The Saxon Class IIIb $\textstyle \mathfrak{V}$ was a twin-coupled tender locomotive built for passenger services with the Royal Saxon State Railways.

== History ==
Following the success with the compound locomotives of Class VIb V, corresponding locomotives were procured for hauling passenger trains. Based on the design of the Saxon IIIb the Saxon Engineering Works (Sächsische Maschinenfabrik) built a compound engine. In the years 1889 and 1892 a total of 18 units of the IIIb V were built for passenger train duties. Because the engines apparently did not prove themselves, no further orders were placed.

In 1920, the Deutsche Reichsbahn took over some of the locomotives, but only two remaining engines were included in the new numbering scheme in 1924: numbers 34 7901 and 34 7902.

== Design features ==

The locomotives had a boiler made from three shell rings with a semi-circular cover which, in the area of the firebox, was tucked in it between the frame plates. The boiler was fed by two non-sucking injectors.

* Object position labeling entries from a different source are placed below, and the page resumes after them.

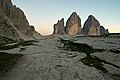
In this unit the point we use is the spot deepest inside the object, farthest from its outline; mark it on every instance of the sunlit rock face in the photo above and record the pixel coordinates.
(59, 27)
(13, 22)
(91, 26)
(73, 25)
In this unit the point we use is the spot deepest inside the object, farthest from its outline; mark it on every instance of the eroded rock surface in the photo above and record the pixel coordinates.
(46, 60)
(13, 22)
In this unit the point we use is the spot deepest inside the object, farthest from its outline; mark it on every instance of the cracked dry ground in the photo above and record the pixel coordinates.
(47, 62)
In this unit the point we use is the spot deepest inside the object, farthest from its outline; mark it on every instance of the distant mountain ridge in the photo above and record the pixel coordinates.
(14, 24)
(73, 26)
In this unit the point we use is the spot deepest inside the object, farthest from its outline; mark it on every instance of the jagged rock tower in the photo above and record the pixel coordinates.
(59, 27)
(73, 25)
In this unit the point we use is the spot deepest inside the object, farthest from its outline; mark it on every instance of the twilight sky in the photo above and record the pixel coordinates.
(43, 14)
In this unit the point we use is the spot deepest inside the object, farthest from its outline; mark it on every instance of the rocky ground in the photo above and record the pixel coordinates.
(47, 60)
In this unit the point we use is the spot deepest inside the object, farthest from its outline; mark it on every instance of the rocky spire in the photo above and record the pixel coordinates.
(59, 27)
(73, 24)
(91, 26)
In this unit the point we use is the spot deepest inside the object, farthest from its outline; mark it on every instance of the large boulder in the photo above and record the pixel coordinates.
(13, 22)
(59, 27)
(73, 25)
(91, 26)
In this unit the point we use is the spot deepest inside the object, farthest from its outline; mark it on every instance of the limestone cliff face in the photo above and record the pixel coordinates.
(73, 24)
(13, 22)
(59, 27)
(91, 26)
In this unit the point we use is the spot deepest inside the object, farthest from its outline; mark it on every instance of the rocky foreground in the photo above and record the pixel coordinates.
(48, 59)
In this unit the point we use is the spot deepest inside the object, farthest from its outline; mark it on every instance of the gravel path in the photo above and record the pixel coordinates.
(47, 62)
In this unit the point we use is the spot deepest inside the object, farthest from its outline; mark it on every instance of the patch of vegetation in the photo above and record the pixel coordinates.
(94, 62)
(115, 51)
(20, 43)
(7, 61)
(80, 47)
(22, 49)
(4, 40)
(89, 60)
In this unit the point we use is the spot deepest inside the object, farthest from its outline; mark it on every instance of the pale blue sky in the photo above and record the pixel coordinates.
(43, 14)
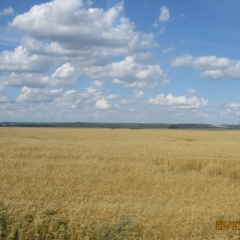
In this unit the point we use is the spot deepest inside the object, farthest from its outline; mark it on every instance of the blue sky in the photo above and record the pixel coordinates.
(120, 61)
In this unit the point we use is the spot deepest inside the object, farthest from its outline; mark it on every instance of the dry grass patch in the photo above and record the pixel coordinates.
(121, 184)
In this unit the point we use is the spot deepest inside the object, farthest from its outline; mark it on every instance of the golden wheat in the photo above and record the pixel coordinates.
(123, 184)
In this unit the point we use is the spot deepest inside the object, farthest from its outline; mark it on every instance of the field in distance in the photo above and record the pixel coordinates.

The steam engine was designed as a twin-cylinder compound engine with interior Allan valve gear. The high-pressure cylinder was placed on the right, the larger, low-pressure cylinder on the left. They drove the second coupled axle.

The driving axles were fixed in the frame, the leading carrying wheels were designed as a Novotny-Klien axle.

The locomotives left the factory equipped with Schleifer compressed air brakes; these only braked the engine, however. Later, all the locomotives were fitted with Westinghouse air brakes.
The locomotiven were coupled to tenders of Saxon Class sä 3 T 9.